Steps of the procotol
First step of the dataset creation was the selection of five Wikipedia pages about the Mass Surveillance controversy, the issue of the whole analysis. After a general research on Wikipedia, necessary to understand who and what is involved and to have a basic knowledge about the issue, the pages selection has been done considering the most different aspects of the argument: first of all the controversy existence, defined in NSA warrantless surveillance (2001-07) page with this sentence: «The NSA warrantless surveillance controversy ("warrantless wiretapping") concerns surveillance of persons within the United States during the collection of allegedly foreign intelligence by the U.S. National Security Agency (NSA) as part of the touted war on terror». Than was necessary to insert a general page about the topic, like Mass Surveillance, that examines it from different countrys view and situations. Another important side of this theme is the world of whistleblowers disclosures, of which Edward Snowden is the most famous and present character; indeed, today like in past, whistleblowers have revealed government and intelligence secret spying programs to general public. On the other hand, NSA and governments classify their actions as a “war against terrorism”, to prevent attacks and increasing citizens security; Terrorist surveillance program summarize the beginning of modern mass surveillance, started after the 9-11 attacks, a fundamental date for the birth of this debate.

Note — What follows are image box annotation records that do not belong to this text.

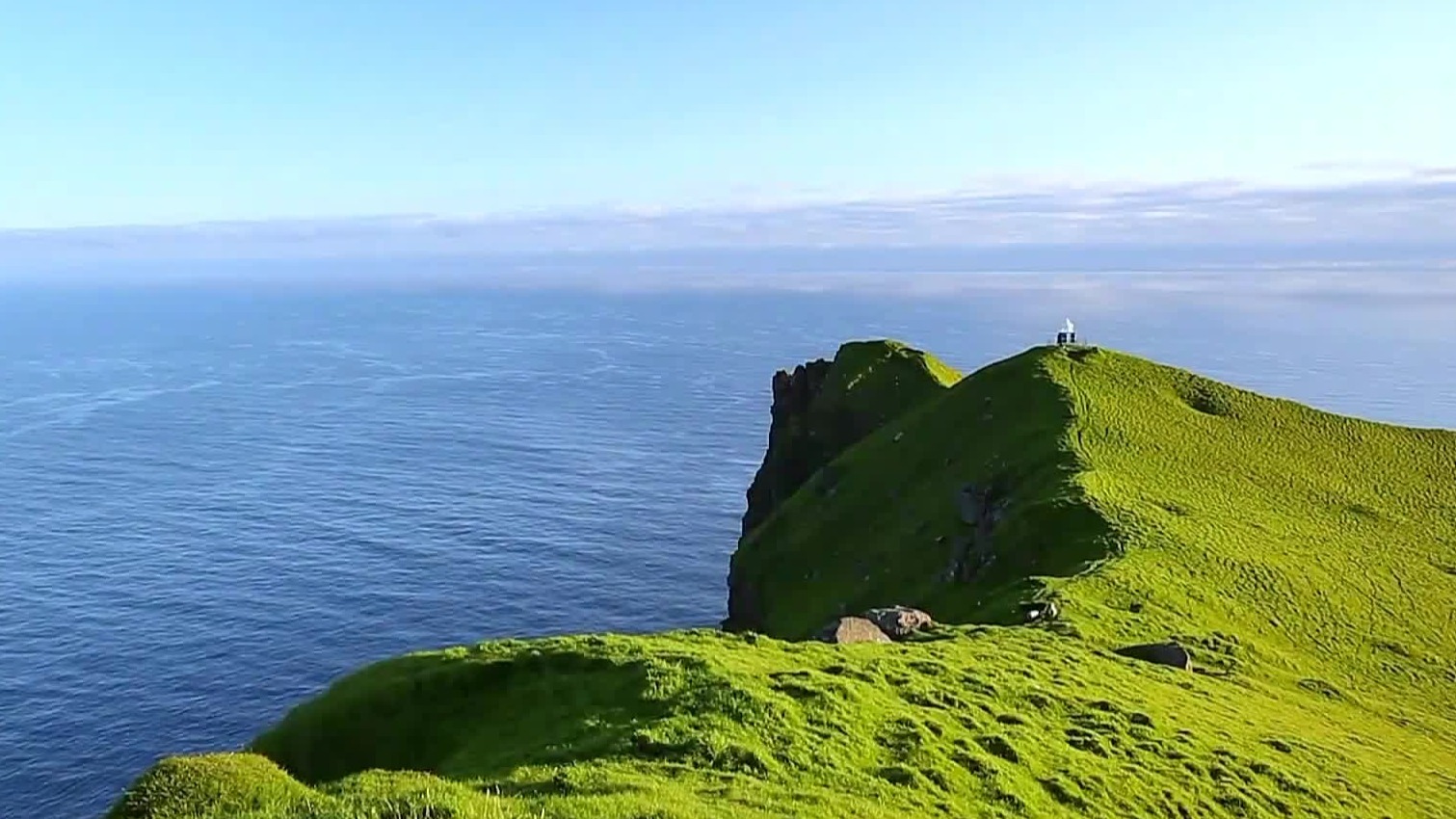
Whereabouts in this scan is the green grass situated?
[744,340,961,543]
[112,348,1456,819]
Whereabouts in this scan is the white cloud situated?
[0,163,1456,268]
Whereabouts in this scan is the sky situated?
[0,0,1456,243]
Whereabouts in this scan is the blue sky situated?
[0,0,1456,228]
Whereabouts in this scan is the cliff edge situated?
[111,346,1456,819]
[724,340,961,630]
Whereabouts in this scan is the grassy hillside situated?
[743,340,961,543]
[112,348,1456,819]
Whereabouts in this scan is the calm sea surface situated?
[0,267,1456,819]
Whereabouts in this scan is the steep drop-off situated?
[724,340,961,630]
[105,341,1456,819]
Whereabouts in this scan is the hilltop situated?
[112,342,1456,819]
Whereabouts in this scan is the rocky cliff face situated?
[743,357,833,534]
[724,340,960,630]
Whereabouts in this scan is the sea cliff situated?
[111,342,1456,819]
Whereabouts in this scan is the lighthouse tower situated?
[1057,319,1077,345]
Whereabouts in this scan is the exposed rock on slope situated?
[112,348,1456,819]
[724,340,960,630]
[743,340,960,534]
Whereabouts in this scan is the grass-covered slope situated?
[114,348,1456,819]
[743,339,961,543]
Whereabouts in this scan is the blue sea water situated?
[0,272,1456,819]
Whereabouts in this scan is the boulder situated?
[860,605,935,640]
[818,617,889,643]
[1020,599,1062,624]
[1112,643,1193,671]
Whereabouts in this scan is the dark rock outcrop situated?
[743,357,838,534]
[722,340,960,631]
[946,482,1006,583]
[818,617,889,643]
[860,605,935,640]
[1112,643,1193,671]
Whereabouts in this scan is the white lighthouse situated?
[1057,319,1077,345]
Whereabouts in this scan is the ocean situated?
[0,266,1456,819]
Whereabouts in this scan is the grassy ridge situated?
[105,348,1456,819]
[729,342,961,543]
[107,627,1456,819]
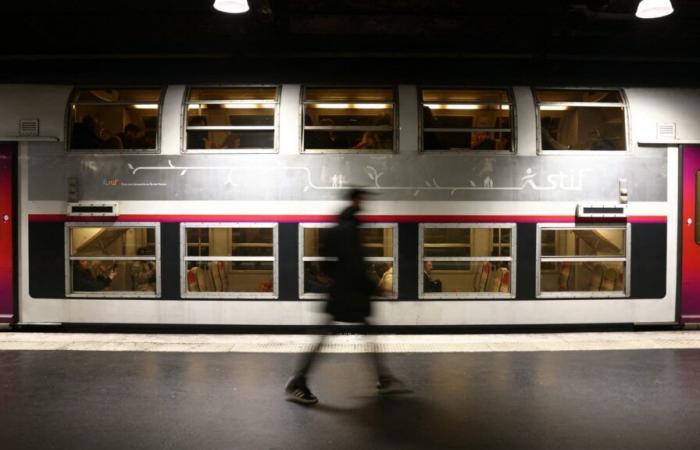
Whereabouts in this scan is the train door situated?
[0,143,17,323]
[681,146,700,322]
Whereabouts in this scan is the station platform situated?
[0,331,700,449]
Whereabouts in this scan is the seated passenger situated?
[131,247,156,292]
[306,117,350,149]
[473,132,496,150]
[423,261,442,292]
[590,128,617,150]
[73,259,117,292]
[540,117,571,150]
[118,123,146,148]
[187,116,210,150]
[71,114,102,149]
[355,131,382,149]
[378,264,394,295]
[219,133,241,148]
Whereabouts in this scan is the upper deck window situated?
[303,88,396,152]
[69,88,161,151]
[420,89,513,151]
[185,86,278,152]
[535,89,627,150]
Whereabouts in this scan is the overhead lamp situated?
[214,0,250,14]
[635,0,673,19]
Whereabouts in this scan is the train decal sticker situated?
[124,160,591,196]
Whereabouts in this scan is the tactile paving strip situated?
[0,331,700,353]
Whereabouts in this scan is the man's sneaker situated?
[377,375,411,395]
[284,378,318,405]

After identifing the five pages it was necessary to extract “See Also” links from each page, to start building the network of relationships. For extract the links from the html pages it has been used an html link extractor (Extract Link Url); but for show the argument context and return a significant overview, this network has to be the largest possible: the software that allows to extract other levels of “See Also” (or rather the “See Also” of wikipedia page “See Also” and so on…) is Seealsology. The choice has been to set the “Distance” parameter at three, that means to extract three levels of “See Also”, starting by a source including the five selected pages and the first level of “See Also”. Once obtained the csv or gexf file is ready to be imported in Gephi for the network visualization.
The network spatialization has been done using Force Atlas 2 algorithm; the InDegree value was used for rank the nodes size, while for clustering them has been used the Modularity class, a parameter that «measures how well a network decomposes into modular communities» (wiki.gephi.org). The network visualization allows to discern different sub-networks (clusters) and define the operating area in this wide and heterogeneous context.